Would you be comfortable with a Prime Minister being able to decide just before an election who gets to vote in the election? Or what about them personally picking the constituency boundaries to be used?
I suspect not … and a major part of the reason is that elections should be about giving the public a choice, rather than been a tool to be twisted to keep those in power still there.
That’s also why I believe in fixed-term Parliaments.* Why should the Prime Minister get to pick how this part of the electoral system works just to fit their own fancy and self-interest?
That’s why I think Hadleigh Roberts is wrong to breezily dismiss this question when saying:
On the part of the electorate, the advantage is little more than psychological.
It’s actually far more than that: it’s about both the principle (elections are there to serve the public, not the Prime Minister) and the practical (why should the ruling party have this extra advantage?).

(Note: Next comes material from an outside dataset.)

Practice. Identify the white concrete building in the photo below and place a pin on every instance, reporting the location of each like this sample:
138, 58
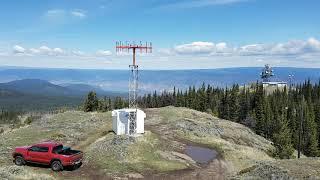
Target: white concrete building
128, 121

(* There is actually an increasingly important subsidiary argument in favour of fixed-term Parliaments: not having fixed dates makes for a very messy system of political finance and expenditure control. That’s because – rightly – there are tougher and tighter controls as polling day nears, but without knowing when polling day will be, it means you don’t know for sure when different rules will turn out to have kicked in. There are, for example, limits on national expenditure in the year running up to general election polling day, which means lots of extra record keeping that turns out to be wasted if an election isn’t held at the earliest date you thought you had to be prepared for.)